BRIEF DESCRIPTION OF THE DRAWINGS
[0015] Further features of the disclosure, its nature and various
advantages, will be apparent upon consideration of the following
detailed description, taken in conjunction with the accompanying
drawings, in which like reference characters refer to like parts
throughout, and in which:
[0016] FIG. 1 is a block diagram of an exemplary computerized
system for quantifying the response of a biological network to a
perturbation.
[0017] FIG. 2 is a flow diagram of an exemplary process for
quantifying the response of a biological network to a perturbation
by calculating a network perturbation amplitude (NPA) score.
[0018] FIG. 3 is a graphical representation of data underlying a
systems response profile comprising data for two agents, two
parameters, N biological entities.
[0019] FIG. 4 is an illustration of a computational model of a
biological network having several biological entities and their
relationships.
[0020] FIG. 5 is a flow diagram of an exemplary process for
generating a geometric perturbation index (GPI) score.
[0021] FIG. 6 is a flow diagram of an exemplary process for
generating a probabilistic perturbation index (PPI) score.
[0022] FIG. 7 is a flow diagram of an exemplary process for
generating an expected perturbation index (EPI) score.
[0023] FIG. 8 is a flow diagram of an exemplary process for
generating a confidence interval for a geometric perturbation index
(GPI) score.
[0024] FIG. 9 illustrates a biological network model analyzed with
the systems and methods disclosed herein.
[0025] FIGS. 10-14 illustrate network perturbation amplitude (NPA)
scoring results for the network-based biological mechanisms.
[0026] FIG. 15 is a block diagram of an exemplary distributed
computerized system for quantifying the impact of biological
perturbations; and
[0027] FIG. 16 is a block diagram of an exemplary computing device
which may be used to implement any of the components in any of the
computerized systems described herein.
DETAILED DESCRIPTION
[0028] The words "including" or "comprising" do not exclude other
elements or steps, and the indefinite article "a" or "an" does not
exclude a plurality.

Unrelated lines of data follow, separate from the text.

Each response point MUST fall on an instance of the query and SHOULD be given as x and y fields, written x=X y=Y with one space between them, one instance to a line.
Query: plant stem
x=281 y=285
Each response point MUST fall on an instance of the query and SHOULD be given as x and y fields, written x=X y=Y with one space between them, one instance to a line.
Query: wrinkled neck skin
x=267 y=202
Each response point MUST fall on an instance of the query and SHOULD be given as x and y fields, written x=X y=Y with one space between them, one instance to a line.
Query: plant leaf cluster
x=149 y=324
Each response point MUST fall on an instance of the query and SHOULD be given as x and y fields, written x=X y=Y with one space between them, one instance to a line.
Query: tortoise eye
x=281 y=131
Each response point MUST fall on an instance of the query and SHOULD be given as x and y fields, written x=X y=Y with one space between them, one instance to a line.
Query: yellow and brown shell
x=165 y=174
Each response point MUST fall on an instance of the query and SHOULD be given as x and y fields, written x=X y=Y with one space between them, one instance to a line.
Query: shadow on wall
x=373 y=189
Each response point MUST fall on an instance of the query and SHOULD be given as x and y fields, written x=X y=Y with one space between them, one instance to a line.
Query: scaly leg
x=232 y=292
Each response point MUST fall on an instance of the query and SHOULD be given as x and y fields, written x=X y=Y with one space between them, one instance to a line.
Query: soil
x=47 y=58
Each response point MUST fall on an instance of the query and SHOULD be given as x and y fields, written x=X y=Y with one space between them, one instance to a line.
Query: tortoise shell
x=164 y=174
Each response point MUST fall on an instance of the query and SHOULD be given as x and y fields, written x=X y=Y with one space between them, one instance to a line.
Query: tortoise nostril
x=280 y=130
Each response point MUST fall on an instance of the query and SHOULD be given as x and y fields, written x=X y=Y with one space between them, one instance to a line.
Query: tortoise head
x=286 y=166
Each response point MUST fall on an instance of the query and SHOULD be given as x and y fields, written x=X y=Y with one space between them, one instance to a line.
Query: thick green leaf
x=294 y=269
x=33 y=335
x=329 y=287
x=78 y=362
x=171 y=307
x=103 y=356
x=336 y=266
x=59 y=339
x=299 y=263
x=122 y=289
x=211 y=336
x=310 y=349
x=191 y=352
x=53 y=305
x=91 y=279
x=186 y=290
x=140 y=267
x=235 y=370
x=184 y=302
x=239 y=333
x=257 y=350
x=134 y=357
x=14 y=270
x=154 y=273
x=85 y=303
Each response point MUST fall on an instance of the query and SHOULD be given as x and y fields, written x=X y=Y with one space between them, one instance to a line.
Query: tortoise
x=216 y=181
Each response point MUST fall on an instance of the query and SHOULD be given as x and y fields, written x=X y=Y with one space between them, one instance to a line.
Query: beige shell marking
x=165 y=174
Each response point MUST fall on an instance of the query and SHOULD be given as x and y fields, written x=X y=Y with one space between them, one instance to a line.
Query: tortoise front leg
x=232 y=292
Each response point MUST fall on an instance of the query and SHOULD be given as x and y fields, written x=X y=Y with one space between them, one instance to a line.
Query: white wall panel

Described herein are computational systems and
methods that assess quantitatively the magnitude of changes within
a biological system when it is perturbed by an agent. Certain
implementations include or comprise methods for computing a
numerical value that expresses the magnitude of changes within a
portion of a biological system. The computation uses as input, a
set of data obtained from a set of controlled experiments in which
the biological system is perturbed by an agent. The data is then
applied to a network model of a feature of the biological system.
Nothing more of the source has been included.